US 11,922,305 B2
	Systems and methods for safe policy improvement for task oriented dialogues
Govardana Sachithanandam Ramachandran, Palo Alto, CA (US); Kazuma Hashimoto, Menlo Park, CA (US); Caiming Xiong, Menlo Park, CA (US); and Richard Socher, Menlo Park, CA (US)
Assigned to Salesforce, Inc., San Francisco, CA (US)
Filed by Salesforce, Inc., San Francisco, CA (US)
Filed on Nov. 25, 2020, as Appl. No. 17/105,262.
Claims priority of provisional application 63/034,653, filed on Jun. 4, 2020.
Prior Publication US 2021/0383212 A1, Dec. 9, 2021
Int. Cl. G06N 3/08 (2023.01); G06F 40/35 (2020.01); G06N 3/006 (2023.01); G06N 3/04 (2023.01)

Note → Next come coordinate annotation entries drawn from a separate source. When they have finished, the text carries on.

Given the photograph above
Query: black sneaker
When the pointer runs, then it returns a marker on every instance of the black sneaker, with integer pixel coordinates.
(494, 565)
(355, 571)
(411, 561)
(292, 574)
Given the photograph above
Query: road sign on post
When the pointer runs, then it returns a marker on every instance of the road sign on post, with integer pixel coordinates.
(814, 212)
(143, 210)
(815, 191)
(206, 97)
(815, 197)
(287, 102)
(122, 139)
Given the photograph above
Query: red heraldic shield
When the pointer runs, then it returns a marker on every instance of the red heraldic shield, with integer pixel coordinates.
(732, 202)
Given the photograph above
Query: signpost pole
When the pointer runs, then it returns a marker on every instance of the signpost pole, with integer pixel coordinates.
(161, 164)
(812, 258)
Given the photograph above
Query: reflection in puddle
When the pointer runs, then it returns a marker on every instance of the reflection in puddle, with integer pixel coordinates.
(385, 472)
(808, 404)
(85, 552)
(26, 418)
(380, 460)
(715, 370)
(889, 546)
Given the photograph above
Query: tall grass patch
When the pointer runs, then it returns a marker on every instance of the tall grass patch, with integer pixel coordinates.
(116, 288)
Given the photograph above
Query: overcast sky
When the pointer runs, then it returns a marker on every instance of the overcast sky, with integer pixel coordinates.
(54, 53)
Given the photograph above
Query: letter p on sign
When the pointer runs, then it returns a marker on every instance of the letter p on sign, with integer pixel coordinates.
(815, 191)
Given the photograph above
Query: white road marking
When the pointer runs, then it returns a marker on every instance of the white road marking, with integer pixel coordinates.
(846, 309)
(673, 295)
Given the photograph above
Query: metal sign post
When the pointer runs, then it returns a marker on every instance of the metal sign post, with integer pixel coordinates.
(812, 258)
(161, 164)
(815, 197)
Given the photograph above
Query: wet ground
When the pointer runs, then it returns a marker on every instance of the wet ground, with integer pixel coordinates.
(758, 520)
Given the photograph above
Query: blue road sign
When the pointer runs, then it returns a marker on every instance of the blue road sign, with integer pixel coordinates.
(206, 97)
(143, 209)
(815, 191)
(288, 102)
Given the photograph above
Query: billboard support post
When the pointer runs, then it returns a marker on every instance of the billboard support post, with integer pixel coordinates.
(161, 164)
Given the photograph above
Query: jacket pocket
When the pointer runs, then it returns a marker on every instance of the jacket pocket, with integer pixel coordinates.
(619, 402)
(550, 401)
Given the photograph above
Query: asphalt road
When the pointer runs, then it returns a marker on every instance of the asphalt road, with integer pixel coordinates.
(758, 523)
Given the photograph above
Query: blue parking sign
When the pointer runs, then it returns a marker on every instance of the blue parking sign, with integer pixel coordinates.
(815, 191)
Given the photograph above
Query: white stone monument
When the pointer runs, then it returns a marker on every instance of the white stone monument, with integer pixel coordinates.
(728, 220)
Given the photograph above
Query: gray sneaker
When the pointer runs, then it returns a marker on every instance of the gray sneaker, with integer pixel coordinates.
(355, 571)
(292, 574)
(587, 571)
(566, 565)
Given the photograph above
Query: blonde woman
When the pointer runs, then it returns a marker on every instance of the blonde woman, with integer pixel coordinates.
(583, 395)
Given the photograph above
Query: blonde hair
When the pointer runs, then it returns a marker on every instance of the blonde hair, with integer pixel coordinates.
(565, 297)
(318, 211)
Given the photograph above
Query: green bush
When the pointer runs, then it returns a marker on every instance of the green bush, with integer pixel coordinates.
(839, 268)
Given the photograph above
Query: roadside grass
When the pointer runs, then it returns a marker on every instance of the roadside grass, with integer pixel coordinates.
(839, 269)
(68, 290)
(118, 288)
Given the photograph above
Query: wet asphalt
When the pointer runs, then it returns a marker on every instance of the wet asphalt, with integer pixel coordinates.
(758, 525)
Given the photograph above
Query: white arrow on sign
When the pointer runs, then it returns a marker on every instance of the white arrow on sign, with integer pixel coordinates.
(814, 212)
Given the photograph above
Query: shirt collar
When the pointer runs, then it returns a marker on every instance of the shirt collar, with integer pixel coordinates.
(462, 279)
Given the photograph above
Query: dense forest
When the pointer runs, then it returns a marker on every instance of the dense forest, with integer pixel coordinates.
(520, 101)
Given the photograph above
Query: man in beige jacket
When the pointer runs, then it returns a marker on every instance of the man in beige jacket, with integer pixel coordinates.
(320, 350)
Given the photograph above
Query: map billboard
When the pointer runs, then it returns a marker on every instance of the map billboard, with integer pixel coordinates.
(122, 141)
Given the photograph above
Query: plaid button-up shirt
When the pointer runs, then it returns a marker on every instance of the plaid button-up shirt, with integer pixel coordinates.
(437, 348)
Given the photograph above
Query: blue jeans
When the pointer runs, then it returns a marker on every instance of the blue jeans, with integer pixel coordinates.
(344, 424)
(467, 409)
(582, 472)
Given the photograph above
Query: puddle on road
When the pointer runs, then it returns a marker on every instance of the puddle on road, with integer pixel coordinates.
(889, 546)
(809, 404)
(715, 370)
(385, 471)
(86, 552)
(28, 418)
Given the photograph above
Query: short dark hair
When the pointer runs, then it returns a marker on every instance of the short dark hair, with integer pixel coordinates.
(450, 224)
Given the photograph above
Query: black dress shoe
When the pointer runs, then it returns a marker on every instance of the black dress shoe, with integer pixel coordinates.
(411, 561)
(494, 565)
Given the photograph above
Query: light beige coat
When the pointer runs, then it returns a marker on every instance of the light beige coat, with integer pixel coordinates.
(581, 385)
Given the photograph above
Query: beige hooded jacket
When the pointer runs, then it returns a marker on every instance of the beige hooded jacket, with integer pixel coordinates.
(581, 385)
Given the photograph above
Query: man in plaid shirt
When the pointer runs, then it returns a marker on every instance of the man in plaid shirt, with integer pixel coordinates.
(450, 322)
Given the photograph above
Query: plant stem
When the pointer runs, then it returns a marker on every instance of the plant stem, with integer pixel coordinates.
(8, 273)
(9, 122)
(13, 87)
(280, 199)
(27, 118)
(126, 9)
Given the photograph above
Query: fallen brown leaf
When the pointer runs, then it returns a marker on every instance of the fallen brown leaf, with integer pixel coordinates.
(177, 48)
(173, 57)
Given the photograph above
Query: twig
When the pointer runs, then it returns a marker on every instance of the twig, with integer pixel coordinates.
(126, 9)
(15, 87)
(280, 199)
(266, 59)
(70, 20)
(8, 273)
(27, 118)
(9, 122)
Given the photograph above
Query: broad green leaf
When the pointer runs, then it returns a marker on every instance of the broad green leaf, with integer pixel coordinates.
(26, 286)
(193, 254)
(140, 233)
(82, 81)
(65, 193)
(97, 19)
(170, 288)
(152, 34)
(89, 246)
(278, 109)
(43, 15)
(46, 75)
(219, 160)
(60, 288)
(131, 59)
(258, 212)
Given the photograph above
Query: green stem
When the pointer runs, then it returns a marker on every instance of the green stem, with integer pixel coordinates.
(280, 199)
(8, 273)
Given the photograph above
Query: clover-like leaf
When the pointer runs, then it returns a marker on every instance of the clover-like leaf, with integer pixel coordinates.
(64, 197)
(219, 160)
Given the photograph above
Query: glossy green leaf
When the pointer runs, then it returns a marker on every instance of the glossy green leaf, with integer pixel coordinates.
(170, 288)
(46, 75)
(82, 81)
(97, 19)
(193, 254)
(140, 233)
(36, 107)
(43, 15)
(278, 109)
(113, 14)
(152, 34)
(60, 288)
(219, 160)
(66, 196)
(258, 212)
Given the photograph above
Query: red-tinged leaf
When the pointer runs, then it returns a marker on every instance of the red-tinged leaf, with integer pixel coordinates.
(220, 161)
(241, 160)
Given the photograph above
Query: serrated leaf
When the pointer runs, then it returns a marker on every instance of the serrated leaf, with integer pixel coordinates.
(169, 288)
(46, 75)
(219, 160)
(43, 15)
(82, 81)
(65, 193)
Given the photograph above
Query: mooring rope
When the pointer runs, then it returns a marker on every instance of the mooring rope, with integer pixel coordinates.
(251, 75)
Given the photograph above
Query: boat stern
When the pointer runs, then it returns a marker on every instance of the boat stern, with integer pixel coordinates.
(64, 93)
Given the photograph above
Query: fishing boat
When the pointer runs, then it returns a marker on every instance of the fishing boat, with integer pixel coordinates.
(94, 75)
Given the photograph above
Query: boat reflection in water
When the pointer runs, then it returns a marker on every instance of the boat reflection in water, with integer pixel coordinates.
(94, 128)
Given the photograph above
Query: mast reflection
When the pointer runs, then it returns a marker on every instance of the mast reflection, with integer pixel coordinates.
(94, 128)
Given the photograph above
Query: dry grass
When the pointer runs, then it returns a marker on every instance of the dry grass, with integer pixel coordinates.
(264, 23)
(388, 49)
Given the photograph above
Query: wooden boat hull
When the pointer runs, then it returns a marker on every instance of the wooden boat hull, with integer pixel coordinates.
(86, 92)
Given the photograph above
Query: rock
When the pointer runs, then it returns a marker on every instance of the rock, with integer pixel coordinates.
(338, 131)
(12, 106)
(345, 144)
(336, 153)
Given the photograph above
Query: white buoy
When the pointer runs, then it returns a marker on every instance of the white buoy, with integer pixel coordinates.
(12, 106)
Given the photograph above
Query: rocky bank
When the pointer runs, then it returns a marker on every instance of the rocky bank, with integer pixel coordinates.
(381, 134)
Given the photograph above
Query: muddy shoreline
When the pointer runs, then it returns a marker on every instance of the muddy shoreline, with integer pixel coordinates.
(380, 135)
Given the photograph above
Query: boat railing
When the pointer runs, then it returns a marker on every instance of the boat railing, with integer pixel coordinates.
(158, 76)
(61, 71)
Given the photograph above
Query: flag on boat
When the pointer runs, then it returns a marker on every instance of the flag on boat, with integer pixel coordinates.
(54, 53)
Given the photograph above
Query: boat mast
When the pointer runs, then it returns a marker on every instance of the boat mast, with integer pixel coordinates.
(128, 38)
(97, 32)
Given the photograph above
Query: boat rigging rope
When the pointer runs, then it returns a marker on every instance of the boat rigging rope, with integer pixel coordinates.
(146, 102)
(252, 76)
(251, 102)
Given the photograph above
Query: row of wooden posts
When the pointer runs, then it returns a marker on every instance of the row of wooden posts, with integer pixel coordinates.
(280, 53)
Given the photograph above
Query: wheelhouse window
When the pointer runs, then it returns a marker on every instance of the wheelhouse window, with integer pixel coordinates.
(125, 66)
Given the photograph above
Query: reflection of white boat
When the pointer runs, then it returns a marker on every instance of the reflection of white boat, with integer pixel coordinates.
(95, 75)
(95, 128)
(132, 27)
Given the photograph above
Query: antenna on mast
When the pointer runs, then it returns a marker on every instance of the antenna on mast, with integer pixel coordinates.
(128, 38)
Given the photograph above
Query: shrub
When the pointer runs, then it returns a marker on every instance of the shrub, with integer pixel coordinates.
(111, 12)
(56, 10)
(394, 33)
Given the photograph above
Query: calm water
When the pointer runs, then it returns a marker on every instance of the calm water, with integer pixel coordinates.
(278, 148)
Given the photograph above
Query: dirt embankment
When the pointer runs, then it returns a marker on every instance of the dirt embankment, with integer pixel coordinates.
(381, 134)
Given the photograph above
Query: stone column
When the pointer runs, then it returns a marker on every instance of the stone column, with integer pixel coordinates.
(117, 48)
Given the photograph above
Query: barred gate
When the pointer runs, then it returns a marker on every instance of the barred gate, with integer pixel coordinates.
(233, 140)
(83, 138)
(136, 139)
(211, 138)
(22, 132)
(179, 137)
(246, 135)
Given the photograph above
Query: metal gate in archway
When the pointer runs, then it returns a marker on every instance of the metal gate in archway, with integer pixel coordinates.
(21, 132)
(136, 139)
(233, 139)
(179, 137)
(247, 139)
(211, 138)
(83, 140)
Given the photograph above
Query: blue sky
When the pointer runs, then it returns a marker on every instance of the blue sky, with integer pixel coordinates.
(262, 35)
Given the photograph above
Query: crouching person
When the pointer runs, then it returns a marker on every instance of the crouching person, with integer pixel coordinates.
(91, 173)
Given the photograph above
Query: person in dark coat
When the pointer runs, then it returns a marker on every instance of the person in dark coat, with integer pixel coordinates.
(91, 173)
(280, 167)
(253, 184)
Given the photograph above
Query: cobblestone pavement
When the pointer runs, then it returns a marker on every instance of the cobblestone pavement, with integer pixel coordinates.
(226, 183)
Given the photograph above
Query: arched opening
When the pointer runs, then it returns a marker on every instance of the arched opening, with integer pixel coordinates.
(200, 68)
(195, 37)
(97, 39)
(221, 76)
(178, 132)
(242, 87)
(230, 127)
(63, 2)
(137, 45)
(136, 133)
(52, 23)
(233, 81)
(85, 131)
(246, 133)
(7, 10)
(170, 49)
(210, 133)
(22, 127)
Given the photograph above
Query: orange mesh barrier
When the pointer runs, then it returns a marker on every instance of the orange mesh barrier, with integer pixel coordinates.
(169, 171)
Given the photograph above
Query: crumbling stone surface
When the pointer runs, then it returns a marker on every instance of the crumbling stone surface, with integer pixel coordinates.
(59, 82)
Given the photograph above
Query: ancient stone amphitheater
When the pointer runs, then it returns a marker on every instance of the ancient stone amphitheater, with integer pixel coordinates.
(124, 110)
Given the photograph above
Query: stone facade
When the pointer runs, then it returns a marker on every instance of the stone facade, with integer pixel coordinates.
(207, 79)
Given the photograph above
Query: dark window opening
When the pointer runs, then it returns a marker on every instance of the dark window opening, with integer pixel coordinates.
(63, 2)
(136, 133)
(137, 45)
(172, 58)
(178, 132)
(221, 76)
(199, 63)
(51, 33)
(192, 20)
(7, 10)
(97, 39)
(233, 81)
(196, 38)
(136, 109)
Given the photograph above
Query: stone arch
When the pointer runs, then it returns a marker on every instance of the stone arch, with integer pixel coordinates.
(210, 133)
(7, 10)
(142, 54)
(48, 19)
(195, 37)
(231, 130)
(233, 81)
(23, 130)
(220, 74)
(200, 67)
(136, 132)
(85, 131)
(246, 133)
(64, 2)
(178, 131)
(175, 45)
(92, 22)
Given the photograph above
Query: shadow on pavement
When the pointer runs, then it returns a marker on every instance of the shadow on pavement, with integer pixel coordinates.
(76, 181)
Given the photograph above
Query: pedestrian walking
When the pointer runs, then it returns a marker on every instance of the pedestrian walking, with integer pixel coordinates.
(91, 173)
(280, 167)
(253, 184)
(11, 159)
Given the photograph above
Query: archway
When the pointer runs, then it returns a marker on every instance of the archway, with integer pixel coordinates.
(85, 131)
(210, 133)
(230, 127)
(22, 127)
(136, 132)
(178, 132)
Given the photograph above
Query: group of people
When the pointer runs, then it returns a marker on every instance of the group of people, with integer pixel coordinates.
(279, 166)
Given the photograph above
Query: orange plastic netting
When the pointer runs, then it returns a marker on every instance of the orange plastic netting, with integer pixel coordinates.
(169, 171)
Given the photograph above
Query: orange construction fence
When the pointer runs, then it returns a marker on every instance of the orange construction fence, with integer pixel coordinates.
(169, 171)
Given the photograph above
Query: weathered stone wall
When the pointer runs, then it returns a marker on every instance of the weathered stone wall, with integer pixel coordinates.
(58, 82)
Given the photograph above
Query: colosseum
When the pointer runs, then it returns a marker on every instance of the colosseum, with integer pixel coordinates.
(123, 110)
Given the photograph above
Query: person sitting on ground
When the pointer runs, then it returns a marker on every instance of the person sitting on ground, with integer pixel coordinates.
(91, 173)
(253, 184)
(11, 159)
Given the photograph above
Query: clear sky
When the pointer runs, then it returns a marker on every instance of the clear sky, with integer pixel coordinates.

CPC G06N 3/08 (2013.01) [G06F 40/35 (2020.01); G06N 3/006 (2013.01); G06N 3/04 (2013.01)]

20 Claims

1. A method for policy improvement in task-oriented learning, the method comprising:

receiving a training dataset comprising a plurality of dialogue rollouts generated by a latent stochastic behavior policy, wherein each rollout includes a time series of observations representing information of a respective dialogue at a plurality of dialogue turns;

generating, by a neural model, a first predicted action distribution based on a current state of the respective dialogue according to a target policy;

computing a first discounted sum of future reward based on a discount parameter and a reward function of actions and states of the respective dialogue according to the latent behavior policy;

computing a first loss objective based on a first expectation of the first discounted sum of future reward and the first predicted action distribution, wherein the first expectation is taken over a probability distribution of the states and the actions according to the latent stochastic behavior policy; and

updating the neural model by minimizing at least the first loss objective subject to a condition that a KL-divergence between the latent stochastic behavior policy and the target policy conditioned on the current state of the respective dialogue is less than a pre-defined hyperparameter.